Setelah data-data berhasil digali dari calon klien, diupayakan mengidentifikasikan persoalan yang telah disampaikan oleh calon klien. Misalnya menempatkan apakah perkara ini lebih tepat diklasififkasikan sebagai pekara perdata atau pidana, termasuk menentukan kompetensi yang berwenang.

Dari hasil pembahasan barulah ditentukan apakah harus menggunakan berbagai literatur, yurisprudensi ataupun penerapan hukum yang lebih tepat digunakan.

Struktur Legal reasoning

Setelah berbagai tahap-tahap telah dilakukan, lakukan croschek dan kemudian disusun draft LR.

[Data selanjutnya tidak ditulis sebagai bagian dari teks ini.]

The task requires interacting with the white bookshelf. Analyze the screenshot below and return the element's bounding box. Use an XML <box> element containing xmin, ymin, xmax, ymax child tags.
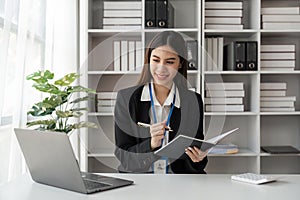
<box><xmin>79</xmin><ymin>0</ymin><xmax>300</xmax><ymax>174</ymax></box>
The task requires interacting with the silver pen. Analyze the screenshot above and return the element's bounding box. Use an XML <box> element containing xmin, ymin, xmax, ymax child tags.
<box><xmin>137</xmin><ymin>122</ymin><xmax>173</xmax><ymax>132</ymax></box>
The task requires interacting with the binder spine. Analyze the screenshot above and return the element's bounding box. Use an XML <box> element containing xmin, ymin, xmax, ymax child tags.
<box><xmin>234</xmin><ymin>41</ymin><xmax>246</xmax><ymax>70</ymax></box>
<box><xmin>246</xmin><ymin>41</ymin><xmax>258</xmax><ymax>71</ymax></box>
<box><xmin>186</xmin><ymin>40</ymin><xmax>198</xmax><ymax>70</ymax></box>
<box><xmin>145</xmin><ymin>0</ymin><xmax>156</xmax><ymax>28</ymax></box>
<box><xmin>156</xmin><ymin>0</ymin><xmax>167</xmax><ymax>28</ymax></box>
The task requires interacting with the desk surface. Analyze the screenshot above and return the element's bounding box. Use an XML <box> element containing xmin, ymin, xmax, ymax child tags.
<box><xmin>1</xmin><ymin>173</ymin><xmax>300</xmax><ymax>200</ymax></box>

Mengenai format dan bentuk LR, masih sedikit literatur yang saya ketahui. Tapi berdasarkan pengalaman praktis, struktur LR akan coba saya susun sebagai berikut :

1. Judul. Usahakan menggunakan judul dengan kata-kata yang sudah umum. Apabila tidak bisa dihindarkan, usahakan menggunakan arti bahasa Indonesia. Misalnya “Penggelapan” diusahakan dengan mengutip pasal- pasal yang relevan. Tidak salah kemudian kita memberikan catatan kaki untuk menguatkan definisi “penggelapan”. Kemudian usahakan judul singkat, padat dan jelas. Jangan menggunakan kata-kata “multitafsir”, menimbulkan pertanyaan yang mengganggu. 

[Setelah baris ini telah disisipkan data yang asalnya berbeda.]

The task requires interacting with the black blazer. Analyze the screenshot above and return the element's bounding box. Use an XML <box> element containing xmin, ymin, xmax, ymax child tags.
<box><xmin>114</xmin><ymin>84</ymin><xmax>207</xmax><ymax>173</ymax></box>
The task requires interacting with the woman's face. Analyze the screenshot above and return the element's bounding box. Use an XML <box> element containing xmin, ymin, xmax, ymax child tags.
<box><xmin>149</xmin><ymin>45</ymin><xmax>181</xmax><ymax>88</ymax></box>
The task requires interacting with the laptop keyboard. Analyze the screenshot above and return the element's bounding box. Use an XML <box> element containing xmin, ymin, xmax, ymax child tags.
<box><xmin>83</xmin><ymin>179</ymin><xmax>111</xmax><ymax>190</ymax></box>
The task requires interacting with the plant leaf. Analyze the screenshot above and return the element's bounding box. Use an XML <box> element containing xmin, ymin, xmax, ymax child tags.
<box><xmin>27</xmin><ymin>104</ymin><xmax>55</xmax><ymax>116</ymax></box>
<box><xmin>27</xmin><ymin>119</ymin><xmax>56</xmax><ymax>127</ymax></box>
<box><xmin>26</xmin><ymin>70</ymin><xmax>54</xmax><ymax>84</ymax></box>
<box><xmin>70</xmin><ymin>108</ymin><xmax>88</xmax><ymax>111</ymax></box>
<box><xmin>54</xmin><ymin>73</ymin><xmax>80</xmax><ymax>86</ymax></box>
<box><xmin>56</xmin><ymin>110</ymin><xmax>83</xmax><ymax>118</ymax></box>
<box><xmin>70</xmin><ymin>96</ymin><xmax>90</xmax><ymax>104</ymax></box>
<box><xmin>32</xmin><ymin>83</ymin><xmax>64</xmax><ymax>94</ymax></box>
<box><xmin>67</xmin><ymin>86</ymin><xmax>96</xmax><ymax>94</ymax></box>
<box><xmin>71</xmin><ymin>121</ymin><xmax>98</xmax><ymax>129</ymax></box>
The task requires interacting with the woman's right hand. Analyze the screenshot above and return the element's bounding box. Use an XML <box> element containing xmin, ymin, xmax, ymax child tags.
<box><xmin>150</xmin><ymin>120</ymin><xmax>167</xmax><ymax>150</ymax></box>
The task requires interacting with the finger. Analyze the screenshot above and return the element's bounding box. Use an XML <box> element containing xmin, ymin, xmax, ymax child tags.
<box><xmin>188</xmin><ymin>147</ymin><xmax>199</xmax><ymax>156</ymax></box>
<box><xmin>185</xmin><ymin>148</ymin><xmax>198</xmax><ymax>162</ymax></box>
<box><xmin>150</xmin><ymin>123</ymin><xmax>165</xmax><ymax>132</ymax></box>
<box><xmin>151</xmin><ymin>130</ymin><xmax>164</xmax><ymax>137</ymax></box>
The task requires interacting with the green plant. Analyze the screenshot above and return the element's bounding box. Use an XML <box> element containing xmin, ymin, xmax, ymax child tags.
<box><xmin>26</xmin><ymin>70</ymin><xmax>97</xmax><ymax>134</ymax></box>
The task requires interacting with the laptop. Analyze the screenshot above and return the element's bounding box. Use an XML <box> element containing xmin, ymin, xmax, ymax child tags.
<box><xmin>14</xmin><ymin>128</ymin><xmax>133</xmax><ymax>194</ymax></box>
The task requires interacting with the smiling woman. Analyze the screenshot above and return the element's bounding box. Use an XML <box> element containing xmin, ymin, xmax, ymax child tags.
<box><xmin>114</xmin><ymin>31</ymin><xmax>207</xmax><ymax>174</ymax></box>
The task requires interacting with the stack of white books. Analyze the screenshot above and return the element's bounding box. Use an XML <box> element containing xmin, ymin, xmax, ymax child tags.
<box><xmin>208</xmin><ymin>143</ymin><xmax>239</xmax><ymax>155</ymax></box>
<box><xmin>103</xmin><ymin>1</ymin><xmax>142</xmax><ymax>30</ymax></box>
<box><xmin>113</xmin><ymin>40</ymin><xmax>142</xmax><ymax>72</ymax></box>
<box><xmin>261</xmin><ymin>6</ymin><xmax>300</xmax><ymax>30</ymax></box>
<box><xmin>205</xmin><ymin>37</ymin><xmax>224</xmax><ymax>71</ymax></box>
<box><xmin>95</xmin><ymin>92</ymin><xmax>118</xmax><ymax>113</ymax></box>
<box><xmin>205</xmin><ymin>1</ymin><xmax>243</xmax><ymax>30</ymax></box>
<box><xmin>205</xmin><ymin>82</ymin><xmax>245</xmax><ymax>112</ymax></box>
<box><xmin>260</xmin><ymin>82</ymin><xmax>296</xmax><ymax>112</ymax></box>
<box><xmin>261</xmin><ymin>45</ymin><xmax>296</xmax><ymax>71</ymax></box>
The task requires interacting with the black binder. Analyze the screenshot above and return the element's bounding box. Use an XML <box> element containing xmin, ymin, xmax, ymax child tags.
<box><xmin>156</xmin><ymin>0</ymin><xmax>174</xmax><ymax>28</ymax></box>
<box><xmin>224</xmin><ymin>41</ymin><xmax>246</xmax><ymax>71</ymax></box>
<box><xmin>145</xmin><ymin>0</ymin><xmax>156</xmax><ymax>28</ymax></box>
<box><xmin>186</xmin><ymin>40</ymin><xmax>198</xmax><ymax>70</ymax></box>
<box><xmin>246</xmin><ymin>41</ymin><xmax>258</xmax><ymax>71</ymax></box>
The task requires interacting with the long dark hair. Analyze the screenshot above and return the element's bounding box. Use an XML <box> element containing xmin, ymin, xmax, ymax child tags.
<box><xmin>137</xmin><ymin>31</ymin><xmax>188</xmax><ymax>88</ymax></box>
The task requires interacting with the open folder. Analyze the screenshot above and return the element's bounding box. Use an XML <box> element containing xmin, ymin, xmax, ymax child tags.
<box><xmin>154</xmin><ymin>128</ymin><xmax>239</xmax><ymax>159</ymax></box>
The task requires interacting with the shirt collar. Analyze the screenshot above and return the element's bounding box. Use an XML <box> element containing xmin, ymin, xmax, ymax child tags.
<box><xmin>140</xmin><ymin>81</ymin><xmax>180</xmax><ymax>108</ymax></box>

2. Kronologis. Uraiakan kronologis secara singkat. Bandingkan dokumen- dokumen dengan penggalian informasi dari calon klien. Hasil dari pembahasan yang kemudian dituangkan didalam kronologis. 

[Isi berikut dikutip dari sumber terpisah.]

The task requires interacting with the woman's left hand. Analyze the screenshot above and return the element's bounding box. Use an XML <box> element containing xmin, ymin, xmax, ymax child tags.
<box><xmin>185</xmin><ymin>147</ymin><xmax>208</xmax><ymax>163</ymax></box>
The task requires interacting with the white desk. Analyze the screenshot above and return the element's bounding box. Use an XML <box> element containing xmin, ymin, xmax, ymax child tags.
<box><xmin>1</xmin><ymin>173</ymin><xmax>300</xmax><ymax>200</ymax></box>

3. Hubungkan antara kronologis dengan dalil-dalil hukum yang hendak digunakan. Dalil-dalil hukum dapat berupa makna konstitusi, norma-norma ketentuan hukum formal yang masih berlaku. Termasuk berbagai skenario alternatif kompetensi pengadilan yang berwenang untuk mengadilinya. 

4. Analisis. Analisis peristiwa hukum dengan menggunakan dalil-dalil hukum. Usahakan singkat, padat dan jelas. Apabila belum memungkinkan, sediakan alternatif-alternatif dan kemungkinan yang akan terjadi. Misalnya apabila disidangkan di Pengadilan Negeri dikhawatirkan perkara tidak akan diterima. 

5. Rekomendasi. Buatlah rekomendasi yang padat. Sehingga calon klien mempunyai pilihan skenario dan upaya yang akan ditempuhnya. 

Berbagai catatan yang telah disampaikan hanyalah pengalaman praktis selama penulis menjadi Advokat selama 17 tahun. Masih diperlukan penyempurnaan dan perbaikan ke depan.

Terlepas dari semuanya, Legal reasoning merupakan identitas dan kualitas dari seorang Advokat.

Ke depan, Indonesia memasuki AFTA, hanya advokat yang berkualitas yang mampu bersaing dan bertahan dari gempuran penyerbuan Advokat-advokat asing yang akan masuk ke Indonesia.